Philadelphia’s Ben Franklin Parkway Was Inspired By an Avenue in Paris
The Ben Franklin Parkway is one of Philadelphia’s most recognizable places, and it got its inspiration from an avenue 4,000 miles away in France, write Jacqueline London and Kaleah Mcilwain for NBC 10 Philadelphia.
The boulevard is called Champs-Élysées.
While the inspiration was clear, it took decades to come to fruition.
During the 1890s, Philadelphians took part in the City Beautiful movement, which was in response to the accumulating dirt in industrial cities and the belief that better sanitation, parkways, civic art, and improved traffic circulation would make cities more profitable and harmonious.
After the Civil War, Philadelphia had just created Fairmount Park and was the largest industrial city in the nation.

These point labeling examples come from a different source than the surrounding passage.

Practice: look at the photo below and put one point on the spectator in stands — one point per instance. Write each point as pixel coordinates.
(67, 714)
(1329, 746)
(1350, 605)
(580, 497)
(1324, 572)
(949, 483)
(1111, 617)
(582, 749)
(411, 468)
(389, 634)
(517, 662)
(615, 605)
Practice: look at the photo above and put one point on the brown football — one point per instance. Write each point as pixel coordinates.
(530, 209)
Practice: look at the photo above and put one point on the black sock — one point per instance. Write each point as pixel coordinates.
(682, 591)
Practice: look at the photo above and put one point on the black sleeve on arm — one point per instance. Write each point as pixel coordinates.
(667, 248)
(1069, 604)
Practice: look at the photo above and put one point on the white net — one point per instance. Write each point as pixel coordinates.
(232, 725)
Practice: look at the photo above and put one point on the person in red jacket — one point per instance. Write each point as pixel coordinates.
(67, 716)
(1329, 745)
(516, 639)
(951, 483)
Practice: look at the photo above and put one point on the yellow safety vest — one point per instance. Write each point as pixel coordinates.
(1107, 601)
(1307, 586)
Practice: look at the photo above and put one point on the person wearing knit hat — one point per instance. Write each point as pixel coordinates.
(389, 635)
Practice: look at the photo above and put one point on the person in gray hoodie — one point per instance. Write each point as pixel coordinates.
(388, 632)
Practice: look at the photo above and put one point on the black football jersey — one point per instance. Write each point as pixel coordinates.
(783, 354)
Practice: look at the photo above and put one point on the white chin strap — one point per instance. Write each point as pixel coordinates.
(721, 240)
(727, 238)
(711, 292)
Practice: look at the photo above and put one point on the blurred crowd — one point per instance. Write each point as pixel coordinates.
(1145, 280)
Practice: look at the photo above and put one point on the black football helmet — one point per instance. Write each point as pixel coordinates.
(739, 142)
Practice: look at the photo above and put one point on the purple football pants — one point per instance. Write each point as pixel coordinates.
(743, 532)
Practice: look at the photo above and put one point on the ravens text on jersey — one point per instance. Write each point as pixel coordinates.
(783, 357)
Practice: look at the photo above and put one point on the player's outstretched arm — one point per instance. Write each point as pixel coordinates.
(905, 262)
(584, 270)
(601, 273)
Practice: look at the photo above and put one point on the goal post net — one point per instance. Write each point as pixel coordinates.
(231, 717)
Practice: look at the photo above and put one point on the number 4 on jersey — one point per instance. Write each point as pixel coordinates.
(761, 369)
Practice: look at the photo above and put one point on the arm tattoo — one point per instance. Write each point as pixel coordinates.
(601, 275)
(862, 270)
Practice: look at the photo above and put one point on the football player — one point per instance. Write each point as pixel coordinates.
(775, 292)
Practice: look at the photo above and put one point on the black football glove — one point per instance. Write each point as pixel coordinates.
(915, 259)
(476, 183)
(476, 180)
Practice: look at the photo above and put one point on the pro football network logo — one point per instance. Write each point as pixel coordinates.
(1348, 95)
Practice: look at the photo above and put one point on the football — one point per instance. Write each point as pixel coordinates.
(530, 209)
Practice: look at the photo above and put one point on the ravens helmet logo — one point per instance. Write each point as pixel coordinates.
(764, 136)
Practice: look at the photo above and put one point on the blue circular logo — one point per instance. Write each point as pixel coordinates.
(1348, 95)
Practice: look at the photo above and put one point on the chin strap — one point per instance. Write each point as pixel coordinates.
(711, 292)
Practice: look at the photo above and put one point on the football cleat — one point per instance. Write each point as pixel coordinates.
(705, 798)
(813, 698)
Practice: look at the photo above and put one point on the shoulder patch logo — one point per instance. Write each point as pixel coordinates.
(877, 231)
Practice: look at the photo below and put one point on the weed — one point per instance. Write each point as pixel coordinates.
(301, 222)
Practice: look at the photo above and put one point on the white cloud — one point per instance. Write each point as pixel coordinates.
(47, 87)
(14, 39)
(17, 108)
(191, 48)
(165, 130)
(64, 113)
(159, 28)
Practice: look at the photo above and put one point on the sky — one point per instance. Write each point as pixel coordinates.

“And there was an immediate, almost immediate clamor to try to figure out a way to better connect this city to the park,” said David Brownlee, a local architectural historian and author.
In 1907, what became a 10-year demolition process of 1600 buildings west of where the Rodin Museum stands today. The result was just an empty landscape.
It was 1917 that two French architects, Jacques Gréber and Paul Cret, collaborated and created what would be the inspiration for the Parkway.
The Parkway was completed in 1926 and helped transform the Philly as it was known at the time.